Toplumumuzda iyilik elbette var. Hala iyi insanlar, iyilik yapan insanlar var. Ama yetmez. Artmalı. Eskiden sıradan bir durum olan iyilik, herkesin kendini düşündüğü bir dönemde meziyet, yani özel bir durum oldu.
İyilik için illaki birine bir şey almak, para vermek de gerekmiyor.
Henüz 5-6 yaşlarında çocukken rahmetli anneannem, “yolda bir dal, taş, cam görürsen al. Başkalarına engel olmasın, ayağına takılmasın. Sen belki o yoldan bir daha geçmeyeceksin ama senden sonra geçenler zarar görmesinler” demişti. Hala bu öğüdü uygularım. Tanımadığın bir başkasına fayda sunmayı önemserim. Uzun yıllardır yazılarımla topluma faydalı olmaya çalışıyorum. Yazılarımın yayınlandığı yayınlar okuyucular elbet faydalanıyorlar. Kendimize maddi katkısı olmasa da birilerine fayda sunmuş olmayı önemsiyoruz.

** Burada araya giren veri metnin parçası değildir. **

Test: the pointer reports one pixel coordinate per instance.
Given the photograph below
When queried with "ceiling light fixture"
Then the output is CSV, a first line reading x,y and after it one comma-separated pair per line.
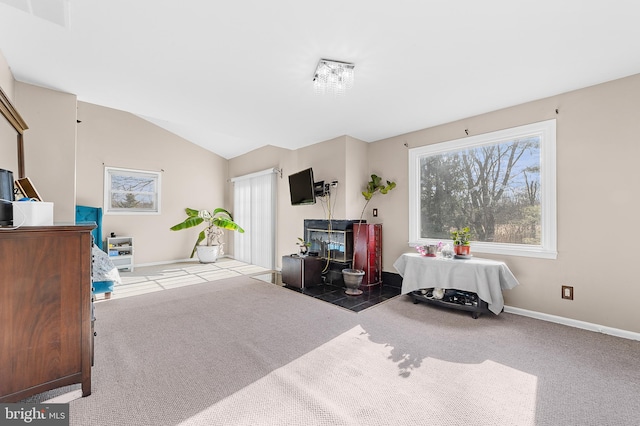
x,y
333,77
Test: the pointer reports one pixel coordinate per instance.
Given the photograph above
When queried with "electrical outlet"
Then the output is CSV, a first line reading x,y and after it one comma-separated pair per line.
x,y
567,292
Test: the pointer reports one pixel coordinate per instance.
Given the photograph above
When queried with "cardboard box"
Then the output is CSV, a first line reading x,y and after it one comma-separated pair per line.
x,y
32,213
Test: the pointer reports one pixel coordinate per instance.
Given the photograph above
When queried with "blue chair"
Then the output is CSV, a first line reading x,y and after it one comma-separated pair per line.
x,y
94,214
91,214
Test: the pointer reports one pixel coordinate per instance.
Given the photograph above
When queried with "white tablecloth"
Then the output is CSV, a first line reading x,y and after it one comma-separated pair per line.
x,y
485,277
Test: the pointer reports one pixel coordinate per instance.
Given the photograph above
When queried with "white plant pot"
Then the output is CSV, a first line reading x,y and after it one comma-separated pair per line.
x,y
207,254
352,280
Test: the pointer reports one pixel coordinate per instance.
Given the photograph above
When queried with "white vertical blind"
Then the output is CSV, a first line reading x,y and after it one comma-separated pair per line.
x,y
255,210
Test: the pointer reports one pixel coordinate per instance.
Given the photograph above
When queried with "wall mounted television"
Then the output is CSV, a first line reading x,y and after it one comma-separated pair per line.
x,y
302,188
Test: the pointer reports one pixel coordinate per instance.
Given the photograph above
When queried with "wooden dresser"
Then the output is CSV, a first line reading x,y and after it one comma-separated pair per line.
x,y
45,310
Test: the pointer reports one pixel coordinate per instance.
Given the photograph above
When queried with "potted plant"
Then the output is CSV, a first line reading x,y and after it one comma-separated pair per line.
x,y
215,224
352,276
461,241
303,245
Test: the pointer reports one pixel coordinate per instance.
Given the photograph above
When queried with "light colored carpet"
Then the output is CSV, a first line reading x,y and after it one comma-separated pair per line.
x,y
240,351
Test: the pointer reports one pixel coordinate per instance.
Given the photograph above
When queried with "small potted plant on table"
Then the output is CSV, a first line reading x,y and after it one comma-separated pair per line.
x,y
461,241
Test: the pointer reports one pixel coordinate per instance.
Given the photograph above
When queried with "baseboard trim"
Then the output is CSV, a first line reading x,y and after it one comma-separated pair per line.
x,y
169,262
574,323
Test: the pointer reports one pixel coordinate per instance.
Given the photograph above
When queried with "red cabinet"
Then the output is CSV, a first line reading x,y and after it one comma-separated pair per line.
x,y
368,249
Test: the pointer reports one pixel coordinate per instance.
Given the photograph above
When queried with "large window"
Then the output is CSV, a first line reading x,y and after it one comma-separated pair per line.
x,y
500,184
129,191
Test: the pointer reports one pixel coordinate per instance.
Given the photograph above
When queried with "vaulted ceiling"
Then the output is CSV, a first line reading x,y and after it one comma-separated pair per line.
x,y
235,76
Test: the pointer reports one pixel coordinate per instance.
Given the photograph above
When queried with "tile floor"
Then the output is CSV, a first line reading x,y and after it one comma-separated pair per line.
x,y
335,294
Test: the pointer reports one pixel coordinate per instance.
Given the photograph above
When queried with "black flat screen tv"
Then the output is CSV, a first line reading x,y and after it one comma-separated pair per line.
x,y
301,188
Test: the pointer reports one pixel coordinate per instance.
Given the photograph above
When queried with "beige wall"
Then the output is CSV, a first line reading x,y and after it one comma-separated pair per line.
x,y
6,78
8,138
190,177
50,146
597,197
597,152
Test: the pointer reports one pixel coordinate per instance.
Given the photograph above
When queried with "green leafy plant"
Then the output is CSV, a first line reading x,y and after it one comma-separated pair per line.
x,y
304,245
374,186
215,224
461,237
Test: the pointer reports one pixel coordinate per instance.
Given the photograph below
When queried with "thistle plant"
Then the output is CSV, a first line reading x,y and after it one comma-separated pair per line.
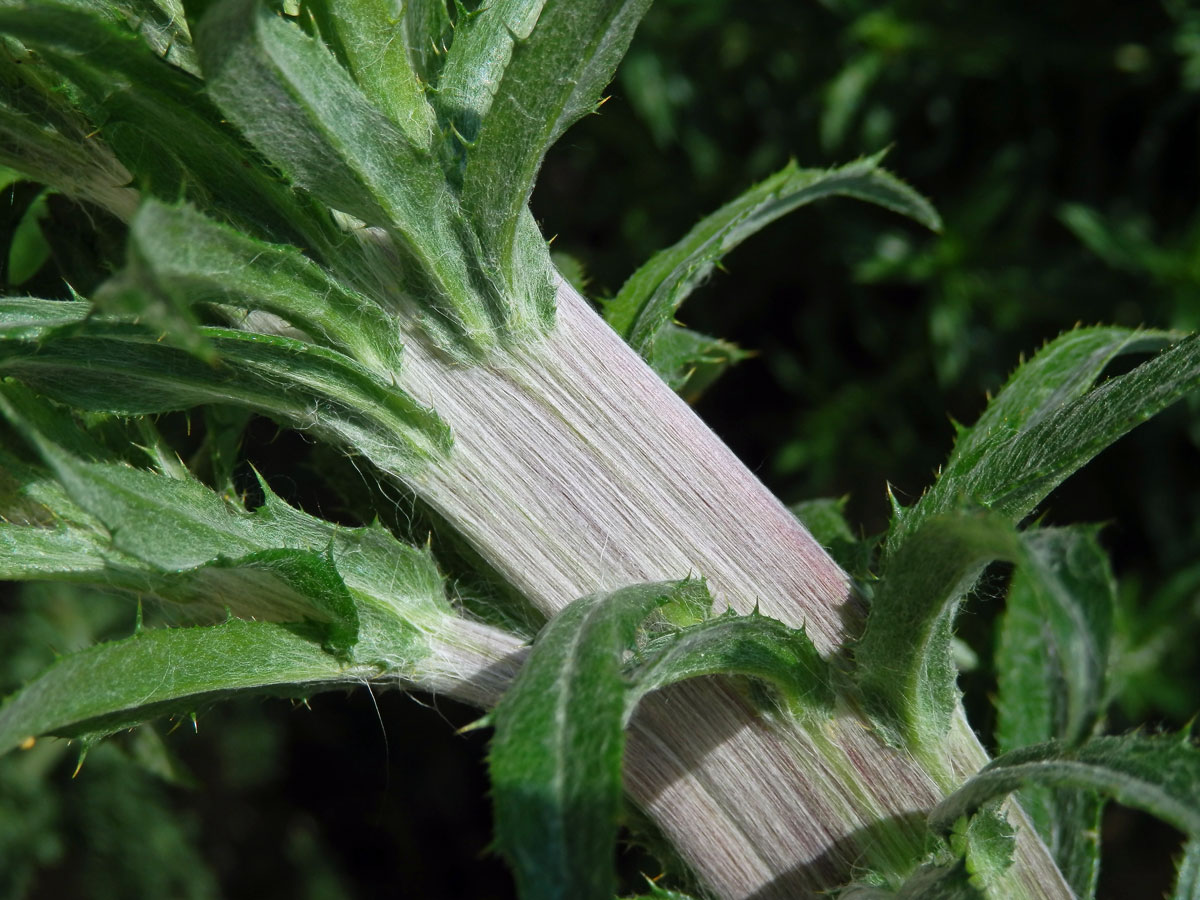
x,y
324,219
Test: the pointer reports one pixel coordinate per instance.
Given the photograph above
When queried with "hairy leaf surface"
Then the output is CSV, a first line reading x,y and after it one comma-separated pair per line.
x,y
555,77
117,367
1159,774
649,298
167,671
559,731
1049,420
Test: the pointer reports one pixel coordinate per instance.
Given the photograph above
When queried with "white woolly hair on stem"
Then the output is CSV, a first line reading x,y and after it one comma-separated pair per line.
x,y
575,469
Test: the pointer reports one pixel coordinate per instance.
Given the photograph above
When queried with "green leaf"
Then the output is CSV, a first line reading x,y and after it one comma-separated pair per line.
x,y
121,369
751,645
903,660
155,118
649,299
45,139
299,107
1049,420
559,731
660,893
1054,640
427,31
1062,594
827,522
138,531
557,753
369,39
985,845
930,882
167,671
1051,661
555,77
1159,774
1187,881
29,250
179,258
690,361
474,66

Vatandaş sorumluluğu taşımak da iyiliktir ve iyilik halidir. Yola her türlü çöpü atmamak, şehri kirletmemek, kendisinden sonrakini düşünmek, sigara dumanının nereye, kime gittiğini düşünmek, fark etmek.
Birini dinlemek, sadece zaman ayırıp dinlemek bile önemlidir.

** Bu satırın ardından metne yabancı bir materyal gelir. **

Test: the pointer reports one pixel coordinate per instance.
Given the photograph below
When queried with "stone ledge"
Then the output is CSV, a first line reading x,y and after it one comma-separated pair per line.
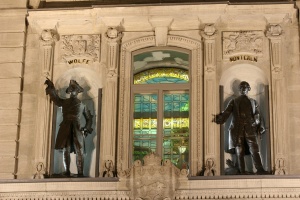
x,y
237,187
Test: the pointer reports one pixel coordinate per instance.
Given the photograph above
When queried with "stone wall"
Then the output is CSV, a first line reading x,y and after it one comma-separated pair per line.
x,y
12,51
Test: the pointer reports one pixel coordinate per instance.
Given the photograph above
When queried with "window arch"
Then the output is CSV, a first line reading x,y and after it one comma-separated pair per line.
x,y
160,105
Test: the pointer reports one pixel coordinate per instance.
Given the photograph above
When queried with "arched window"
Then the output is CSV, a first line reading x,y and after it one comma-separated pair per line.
x,y
160,105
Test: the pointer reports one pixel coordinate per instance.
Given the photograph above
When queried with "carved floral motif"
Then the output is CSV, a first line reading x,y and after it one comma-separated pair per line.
x,y
81,45
242,41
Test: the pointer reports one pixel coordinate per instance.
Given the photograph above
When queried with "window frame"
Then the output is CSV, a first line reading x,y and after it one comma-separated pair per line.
x,y
159,89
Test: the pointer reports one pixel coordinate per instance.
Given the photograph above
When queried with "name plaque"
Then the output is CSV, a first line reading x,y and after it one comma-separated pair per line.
x,y
243,57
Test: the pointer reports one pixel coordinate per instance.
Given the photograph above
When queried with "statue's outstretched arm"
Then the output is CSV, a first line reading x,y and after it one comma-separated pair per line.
x,y
89,121
51,91
223,116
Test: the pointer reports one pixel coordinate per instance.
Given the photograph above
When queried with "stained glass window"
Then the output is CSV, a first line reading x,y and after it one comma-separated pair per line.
x,y
161,75
161,111
145,125
176,128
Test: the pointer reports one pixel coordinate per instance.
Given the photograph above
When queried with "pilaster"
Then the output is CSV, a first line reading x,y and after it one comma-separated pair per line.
x,y
211,147
44,115
110,93
278,111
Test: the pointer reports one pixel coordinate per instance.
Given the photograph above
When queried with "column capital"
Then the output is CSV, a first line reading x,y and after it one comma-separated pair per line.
x,y
48,37
274,31
113,35
209,32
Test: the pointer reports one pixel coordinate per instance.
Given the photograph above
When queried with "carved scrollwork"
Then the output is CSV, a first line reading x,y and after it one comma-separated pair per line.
x,y
274,30
40,171
242,41
280,168
48,37
81,45
210,167
209,32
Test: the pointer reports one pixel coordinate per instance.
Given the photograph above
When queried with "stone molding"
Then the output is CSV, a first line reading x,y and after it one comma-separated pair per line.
x,y
110,94
44,115
267,187
124,96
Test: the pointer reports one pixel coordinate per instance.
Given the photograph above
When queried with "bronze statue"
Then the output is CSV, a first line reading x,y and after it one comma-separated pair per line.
x,y
245,125
70,136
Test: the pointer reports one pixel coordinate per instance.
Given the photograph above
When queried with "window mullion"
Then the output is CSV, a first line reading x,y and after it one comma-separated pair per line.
x,y
159,138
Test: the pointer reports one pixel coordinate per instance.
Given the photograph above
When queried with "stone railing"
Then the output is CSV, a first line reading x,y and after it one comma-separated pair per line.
x,y
153,180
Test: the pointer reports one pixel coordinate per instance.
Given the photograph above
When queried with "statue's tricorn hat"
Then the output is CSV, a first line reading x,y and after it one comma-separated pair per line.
x,y
74,86
245,83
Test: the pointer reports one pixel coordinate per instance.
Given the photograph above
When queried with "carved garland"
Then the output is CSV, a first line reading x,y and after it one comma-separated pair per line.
x,y
125,69
80,45
242,41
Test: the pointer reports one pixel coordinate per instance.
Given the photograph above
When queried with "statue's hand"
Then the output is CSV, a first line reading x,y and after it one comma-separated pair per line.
x,y
262,130
218,119
49,84
85,131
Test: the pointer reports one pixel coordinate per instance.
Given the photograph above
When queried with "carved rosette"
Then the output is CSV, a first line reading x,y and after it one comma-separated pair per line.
x,y
113,38
80,46
154,180
48,39
280,168
209,34
274,33
210,167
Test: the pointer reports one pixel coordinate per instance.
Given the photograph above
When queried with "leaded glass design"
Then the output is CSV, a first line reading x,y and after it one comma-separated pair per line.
x,y
176,128
167,58
145,125
160,90
161,75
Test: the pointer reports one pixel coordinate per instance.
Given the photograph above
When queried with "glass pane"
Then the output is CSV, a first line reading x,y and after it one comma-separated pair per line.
x,y
144,125
167,58
176,128
162,75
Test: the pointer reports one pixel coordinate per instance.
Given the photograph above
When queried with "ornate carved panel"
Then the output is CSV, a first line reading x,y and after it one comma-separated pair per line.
x,y
80,46
249,42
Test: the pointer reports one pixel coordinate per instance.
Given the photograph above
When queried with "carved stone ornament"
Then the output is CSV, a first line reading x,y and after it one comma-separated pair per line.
x,y
210,167
274,30
280,168
40,171
112,33
109,169
242,42
48,36
78,46
154,180
209,32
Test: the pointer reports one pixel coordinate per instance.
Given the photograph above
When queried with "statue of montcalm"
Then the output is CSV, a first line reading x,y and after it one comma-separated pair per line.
x,y
70,136
245,125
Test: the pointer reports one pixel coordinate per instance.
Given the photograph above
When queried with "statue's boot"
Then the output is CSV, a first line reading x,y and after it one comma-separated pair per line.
x,y
258,165
80,165
66,161
241,160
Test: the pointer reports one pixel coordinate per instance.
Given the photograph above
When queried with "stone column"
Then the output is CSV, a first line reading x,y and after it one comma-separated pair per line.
x,y
44,107
110,93
211,133
277,94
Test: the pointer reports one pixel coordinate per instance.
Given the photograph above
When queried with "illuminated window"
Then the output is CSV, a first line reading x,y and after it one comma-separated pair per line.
x,y
160,93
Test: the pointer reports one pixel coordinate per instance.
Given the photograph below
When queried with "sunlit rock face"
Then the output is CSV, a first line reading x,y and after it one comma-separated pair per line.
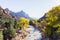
x,y
34,34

Birini yanlış yönlendirmektense “bilmiyorum” demek de iyiliktir. Günlük hayatta iyilik adına yapılabilecek o kadar çok şey var ki.
İyiliğin karşıtı olan kötülüğü sevmiyoruz. Malına hile ve zararlı madde karıştıran üretici, insana zararlı ilaç kullanan çiftçi, fahiş fiyata ürün satanlar, işini gereği gibi yapmayan kişilere, ortak yaşam alanlarını kirletenlere, bilerek insana ve doğaya zarar verenlere, kendi istekleri için insanların hayatlarıyla oynayanlara, hak yiyenlere, başkasının hakkını görmezden gelenlere, iyilikleri sömürü düzeyine getirenlere, zarar verenlere “kötü“ diyoruz. Kendi menfaatinden başka hiç kimseyi ve hiçbir şeyi düşünmeyen kötüdür.
Sorumluluk ve iyilik çizgileri birbiriyle yarışır ve felsefe de işin içinden çıkamaz.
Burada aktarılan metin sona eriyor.